Oltre che pulita è bella, questa piattaforma: ci sono un grande dipinto murale dai colori vivaci e tanti cartelloni pubblicitari luminosi. Mentre aspetto il treno guardo le persone, classificandole all’istante in base a come sono vestite. Siamo divisi in tre strati sociali: l’alta società, il ceto medio e il resto, di cui, per ora, da quando sono orfana, faccio parte anch’io. È il governo a decidere qual è il tuo posto definitivo. Ti viene comunicato l’ultimo anno di scuola. Se sei molto bravo, o molto ricco, vai all’università e alla fine ti viene assegnato un bel lavoro che ti permette di fare un sacco di soldi. Se hai un minimo di capacità atletiche, diventi un soldato. Gabby è già stata assegnata alle forze armate. I militari costituiscono praticamente l’intero ceto medio. La terza possibilità è per i senza risorse e i senza cervello: vengono assegnati al servizio pubblico e ricevono paghe basse. Io spero di essere mandata all’università.

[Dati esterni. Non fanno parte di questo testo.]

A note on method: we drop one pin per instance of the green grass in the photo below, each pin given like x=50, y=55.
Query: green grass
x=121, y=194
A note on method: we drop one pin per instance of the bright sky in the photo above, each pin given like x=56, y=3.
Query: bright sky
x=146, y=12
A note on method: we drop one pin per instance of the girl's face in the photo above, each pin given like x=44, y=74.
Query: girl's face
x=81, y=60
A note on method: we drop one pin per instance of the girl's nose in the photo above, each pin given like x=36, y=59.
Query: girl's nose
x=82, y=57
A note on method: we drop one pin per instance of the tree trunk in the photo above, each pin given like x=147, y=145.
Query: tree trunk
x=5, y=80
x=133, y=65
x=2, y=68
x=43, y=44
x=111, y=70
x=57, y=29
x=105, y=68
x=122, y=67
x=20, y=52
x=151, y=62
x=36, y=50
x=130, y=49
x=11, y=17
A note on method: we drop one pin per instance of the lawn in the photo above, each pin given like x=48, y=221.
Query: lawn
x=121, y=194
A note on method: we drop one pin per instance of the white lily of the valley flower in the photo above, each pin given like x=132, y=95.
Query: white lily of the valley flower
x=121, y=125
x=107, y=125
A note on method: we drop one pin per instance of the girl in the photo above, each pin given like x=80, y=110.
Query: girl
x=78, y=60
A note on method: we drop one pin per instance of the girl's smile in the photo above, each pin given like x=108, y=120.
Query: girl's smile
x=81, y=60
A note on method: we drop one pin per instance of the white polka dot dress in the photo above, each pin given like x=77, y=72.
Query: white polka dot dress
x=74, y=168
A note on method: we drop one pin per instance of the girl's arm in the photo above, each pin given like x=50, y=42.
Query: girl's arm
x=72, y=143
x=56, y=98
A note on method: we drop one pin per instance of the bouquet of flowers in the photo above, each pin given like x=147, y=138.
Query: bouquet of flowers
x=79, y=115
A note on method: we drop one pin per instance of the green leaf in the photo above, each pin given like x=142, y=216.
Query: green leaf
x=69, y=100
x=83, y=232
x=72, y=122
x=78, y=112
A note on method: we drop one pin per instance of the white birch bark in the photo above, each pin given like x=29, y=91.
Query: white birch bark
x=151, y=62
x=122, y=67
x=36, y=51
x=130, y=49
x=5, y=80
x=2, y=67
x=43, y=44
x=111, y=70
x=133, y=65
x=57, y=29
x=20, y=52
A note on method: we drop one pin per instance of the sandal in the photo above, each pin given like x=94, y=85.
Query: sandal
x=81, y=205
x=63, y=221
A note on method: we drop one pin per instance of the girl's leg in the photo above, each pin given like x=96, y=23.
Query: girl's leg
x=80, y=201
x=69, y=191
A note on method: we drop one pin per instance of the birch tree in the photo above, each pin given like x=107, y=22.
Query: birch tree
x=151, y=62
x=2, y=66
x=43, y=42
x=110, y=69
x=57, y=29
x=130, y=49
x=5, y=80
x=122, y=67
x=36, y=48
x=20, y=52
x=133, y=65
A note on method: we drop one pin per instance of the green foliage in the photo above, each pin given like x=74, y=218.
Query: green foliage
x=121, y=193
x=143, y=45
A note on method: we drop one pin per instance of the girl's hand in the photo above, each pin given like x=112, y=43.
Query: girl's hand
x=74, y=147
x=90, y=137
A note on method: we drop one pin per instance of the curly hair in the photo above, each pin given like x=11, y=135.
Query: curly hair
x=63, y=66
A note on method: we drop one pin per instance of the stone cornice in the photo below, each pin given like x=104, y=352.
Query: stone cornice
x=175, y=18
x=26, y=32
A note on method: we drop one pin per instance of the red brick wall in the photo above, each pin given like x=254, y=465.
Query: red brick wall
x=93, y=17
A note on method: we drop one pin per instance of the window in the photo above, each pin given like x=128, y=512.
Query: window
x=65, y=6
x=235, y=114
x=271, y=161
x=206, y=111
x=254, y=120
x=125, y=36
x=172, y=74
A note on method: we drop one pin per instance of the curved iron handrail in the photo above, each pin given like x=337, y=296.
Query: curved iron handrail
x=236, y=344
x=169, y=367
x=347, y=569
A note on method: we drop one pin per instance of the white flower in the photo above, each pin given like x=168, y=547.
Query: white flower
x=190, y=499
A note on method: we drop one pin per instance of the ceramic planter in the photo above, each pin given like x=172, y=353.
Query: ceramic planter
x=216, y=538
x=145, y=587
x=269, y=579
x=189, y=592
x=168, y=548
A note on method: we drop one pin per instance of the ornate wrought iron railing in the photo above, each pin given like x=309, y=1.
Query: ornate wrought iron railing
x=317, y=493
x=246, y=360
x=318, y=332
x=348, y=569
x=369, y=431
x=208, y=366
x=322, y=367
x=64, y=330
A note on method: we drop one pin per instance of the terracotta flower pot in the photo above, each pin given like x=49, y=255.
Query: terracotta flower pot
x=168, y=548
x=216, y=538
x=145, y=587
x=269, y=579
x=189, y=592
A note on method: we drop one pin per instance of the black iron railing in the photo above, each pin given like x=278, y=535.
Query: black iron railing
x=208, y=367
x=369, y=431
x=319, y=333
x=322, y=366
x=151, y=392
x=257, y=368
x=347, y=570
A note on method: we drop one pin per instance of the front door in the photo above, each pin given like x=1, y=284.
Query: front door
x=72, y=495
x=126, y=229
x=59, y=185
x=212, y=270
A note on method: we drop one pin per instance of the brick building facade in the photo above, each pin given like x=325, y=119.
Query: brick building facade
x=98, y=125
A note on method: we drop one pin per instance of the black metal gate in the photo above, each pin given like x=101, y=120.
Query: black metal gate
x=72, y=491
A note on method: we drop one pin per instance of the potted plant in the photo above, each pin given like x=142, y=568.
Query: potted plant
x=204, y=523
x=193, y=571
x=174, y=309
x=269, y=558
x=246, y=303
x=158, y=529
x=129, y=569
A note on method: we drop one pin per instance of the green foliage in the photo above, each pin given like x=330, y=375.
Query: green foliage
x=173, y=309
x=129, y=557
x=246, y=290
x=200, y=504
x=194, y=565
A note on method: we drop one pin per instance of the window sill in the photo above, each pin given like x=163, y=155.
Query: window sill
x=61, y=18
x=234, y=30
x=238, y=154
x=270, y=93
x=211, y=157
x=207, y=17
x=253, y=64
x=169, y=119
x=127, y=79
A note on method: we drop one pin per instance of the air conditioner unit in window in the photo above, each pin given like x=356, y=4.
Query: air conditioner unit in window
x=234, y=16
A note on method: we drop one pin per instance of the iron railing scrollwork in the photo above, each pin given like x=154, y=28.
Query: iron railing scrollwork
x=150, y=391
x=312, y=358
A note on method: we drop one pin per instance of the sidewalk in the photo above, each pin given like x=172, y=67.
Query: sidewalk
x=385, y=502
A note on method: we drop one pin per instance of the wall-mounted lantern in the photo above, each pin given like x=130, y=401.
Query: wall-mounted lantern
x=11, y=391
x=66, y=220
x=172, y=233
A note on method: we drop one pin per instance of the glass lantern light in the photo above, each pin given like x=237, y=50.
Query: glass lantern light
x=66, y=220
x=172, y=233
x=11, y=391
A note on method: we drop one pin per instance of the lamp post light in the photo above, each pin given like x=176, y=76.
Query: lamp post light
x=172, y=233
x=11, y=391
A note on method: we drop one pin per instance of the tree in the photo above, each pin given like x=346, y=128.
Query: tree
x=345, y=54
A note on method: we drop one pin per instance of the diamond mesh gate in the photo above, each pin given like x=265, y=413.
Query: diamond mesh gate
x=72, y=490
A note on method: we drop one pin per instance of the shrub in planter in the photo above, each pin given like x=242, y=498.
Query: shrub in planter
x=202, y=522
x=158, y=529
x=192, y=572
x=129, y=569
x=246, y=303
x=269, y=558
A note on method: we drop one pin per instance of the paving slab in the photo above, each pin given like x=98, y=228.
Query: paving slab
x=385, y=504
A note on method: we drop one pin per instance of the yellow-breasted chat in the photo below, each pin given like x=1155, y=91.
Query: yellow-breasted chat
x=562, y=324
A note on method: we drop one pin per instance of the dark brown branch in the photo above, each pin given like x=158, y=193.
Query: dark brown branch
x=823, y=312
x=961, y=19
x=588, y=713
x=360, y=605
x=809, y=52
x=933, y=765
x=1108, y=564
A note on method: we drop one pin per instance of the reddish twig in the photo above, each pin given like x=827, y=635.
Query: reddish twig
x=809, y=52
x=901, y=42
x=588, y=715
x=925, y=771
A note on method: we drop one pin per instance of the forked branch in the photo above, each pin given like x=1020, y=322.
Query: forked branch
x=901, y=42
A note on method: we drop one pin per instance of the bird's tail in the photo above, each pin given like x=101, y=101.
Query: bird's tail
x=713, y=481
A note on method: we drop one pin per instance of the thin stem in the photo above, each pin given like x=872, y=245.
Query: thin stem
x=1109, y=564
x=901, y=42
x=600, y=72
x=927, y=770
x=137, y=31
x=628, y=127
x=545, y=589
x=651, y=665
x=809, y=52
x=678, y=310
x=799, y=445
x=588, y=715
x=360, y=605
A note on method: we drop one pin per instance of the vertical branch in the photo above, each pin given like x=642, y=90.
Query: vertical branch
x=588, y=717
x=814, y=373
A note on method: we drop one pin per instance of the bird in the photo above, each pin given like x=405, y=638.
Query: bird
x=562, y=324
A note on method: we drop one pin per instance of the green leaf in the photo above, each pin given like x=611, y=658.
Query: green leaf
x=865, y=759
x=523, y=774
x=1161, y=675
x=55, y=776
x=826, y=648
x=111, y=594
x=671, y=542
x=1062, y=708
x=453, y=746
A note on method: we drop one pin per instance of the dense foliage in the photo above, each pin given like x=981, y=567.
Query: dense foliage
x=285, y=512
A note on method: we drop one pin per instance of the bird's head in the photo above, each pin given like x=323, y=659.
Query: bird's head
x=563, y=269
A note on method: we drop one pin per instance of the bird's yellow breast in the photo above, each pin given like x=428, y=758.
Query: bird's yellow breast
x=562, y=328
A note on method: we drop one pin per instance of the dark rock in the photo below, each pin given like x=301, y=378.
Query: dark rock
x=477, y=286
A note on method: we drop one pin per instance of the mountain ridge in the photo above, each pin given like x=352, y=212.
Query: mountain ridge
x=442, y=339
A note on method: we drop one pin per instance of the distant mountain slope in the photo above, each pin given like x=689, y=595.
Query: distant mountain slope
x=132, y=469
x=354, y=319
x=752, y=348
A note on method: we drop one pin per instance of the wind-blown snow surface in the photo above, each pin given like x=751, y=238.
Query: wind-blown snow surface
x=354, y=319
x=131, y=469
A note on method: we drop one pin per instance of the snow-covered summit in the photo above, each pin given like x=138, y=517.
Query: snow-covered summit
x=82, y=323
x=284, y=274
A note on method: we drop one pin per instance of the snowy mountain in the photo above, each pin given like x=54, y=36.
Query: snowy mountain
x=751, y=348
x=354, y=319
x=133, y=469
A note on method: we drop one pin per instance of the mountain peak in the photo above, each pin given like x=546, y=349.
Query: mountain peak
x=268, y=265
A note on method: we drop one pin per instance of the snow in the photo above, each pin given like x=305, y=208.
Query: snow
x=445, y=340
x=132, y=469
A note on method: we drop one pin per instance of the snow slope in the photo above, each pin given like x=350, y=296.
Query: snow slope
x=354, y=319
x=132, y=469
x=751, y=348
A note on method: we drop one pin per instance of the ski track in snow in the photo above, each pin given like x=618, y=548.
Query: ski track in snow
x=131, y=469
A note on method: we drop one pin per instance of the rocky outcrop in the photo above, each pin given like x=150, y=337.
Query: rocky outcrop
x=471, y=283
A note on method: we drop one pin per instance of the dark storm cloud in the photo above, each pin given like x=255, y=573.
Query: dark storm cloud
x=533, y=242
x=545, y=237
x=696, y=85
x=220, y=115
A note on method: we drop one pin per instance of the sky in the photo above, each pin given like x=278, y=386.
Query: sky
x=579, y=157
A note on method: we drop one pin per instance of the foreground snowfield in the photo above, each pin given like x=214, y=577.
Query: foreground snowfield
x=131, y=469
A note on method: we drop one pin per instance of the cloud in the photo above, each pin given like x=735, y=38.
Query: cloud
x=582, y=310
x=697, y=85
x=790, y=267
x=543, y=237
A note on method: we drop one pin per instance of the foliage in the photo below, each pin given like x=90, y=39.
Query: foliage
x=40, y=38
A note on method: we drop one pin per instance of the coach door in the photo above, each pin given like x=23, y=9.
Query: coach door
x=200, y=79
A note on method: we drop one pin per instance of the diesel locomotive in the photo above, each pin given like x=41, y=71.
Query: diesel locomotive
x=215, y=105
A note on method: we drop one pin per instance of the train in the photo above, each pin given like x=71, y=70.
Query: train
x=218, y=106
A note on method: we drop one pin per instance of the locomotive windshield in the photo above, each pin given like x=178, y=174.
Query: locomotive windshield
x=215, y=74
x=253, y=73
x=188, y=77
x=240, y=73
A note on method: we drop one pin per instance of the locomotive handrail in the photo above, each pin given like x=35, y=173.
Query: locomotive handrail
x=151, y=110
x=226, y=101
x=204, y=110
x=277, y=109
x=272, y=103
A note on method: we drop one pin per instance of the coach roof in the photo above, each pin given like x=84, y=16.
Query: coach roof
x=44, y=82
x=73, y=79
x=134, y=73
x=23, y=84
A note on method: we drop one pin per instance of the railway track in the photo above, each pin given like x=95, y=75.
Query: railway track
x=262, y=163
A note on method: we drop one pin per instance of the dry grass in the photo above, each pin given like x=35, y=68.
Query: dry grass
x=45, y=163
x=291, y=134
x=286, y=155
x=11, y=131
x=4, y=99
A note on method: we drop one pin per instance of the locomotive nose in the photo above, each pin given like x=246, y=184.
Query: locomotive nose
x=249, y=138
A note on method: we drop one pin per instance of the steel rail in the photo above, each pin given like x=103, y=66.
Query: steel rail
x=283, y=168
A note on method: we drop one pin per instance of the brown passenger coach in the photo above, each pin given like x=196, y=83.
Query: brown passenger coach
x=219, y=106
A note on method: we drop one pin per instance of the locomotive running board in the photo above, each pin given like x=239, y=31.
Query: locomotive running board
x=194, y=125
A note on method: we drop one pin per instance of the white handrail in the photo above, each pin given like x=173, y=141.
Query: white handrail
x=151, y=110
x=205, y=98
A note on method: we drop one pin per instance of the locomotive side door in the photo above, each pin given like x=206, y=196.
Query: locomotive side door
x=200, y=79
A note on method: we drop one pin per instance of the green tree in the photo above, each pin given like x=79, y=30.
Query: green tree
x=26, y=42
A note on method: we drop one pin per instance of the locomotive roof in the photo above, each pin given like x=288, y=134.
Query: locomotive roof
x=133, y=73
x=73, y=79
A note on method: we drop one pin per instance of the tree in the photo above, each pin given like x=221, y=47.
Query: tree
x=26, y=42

Arriva il treno: m’infilo tra la folla, salgo sulla carrozza più vicina e resto in piedi, aggrappandomi a un corrimano. Quand’è ora di scendere sono rimasti pochi passeggeri: non sono in molti a vivere nell’East End, la zona più a rischio di Londra – o meglio, non molti fra quelli che possono permettersi di prendere la metropolitana.

Scendo. Il contrasto fra questa piattaforma e quella della City sarebbe scioccante, se non fossi abituata al degrado: l’intonaco dei muri è scrostato, la spazzatura imbratta il suolo dai cestini capovolti e le sole opere d’arte sono i graffiti. Ovviamente la scala mobile è rotta.

Dopo aver arrancato su per i gradini, devo percorrere circa dieci isolati per arrivare a casa. Mentre cammino lascio vagare la mente, ritrovandomi all’ora di storia e agli aneddoti che ci raccontava papà per farci fare le brave: il cattivo di turno finiva sempre nelle Colonie. Sì, perché nelle Colonie ci sono le prigioni d’Inghilterra. I criminali vengono deportati lì direttamente e non tornano mai più: così il nostro governo risparmia sulle spese dei tribunali e la nostra società si sbarazza della feccia.

«Levati di mezzo!»

Sbatto con la spalla contro il muro mentre l’uomo che mi ha urtata si allontana correndo a perdifiato. Sto per proseguire, quando cinque, no, sei soldati mi sorpassano, raggiungono il tipo, lo placcano, uno estrae la pistola e gli spara in testa. Non oso muovermi. Non oso fiatare. L’uomo viene lasciato lì dov’è, in mezzo alla strada.

Ficco le mani in tasca e le stringo a pugno per calmarne il tremito. Ricomincio a camminare solo quando i soldati sono completamente fuori dalla mia visuale. Più avanti, passo oltre il cadavere senza guardarlo: se non vuoi problemi, devi tenere gli occhi bassi e la bocca chiusa, lasciando che la guerra urbana tra le forze armate e i Ribelli faccia il suo corso.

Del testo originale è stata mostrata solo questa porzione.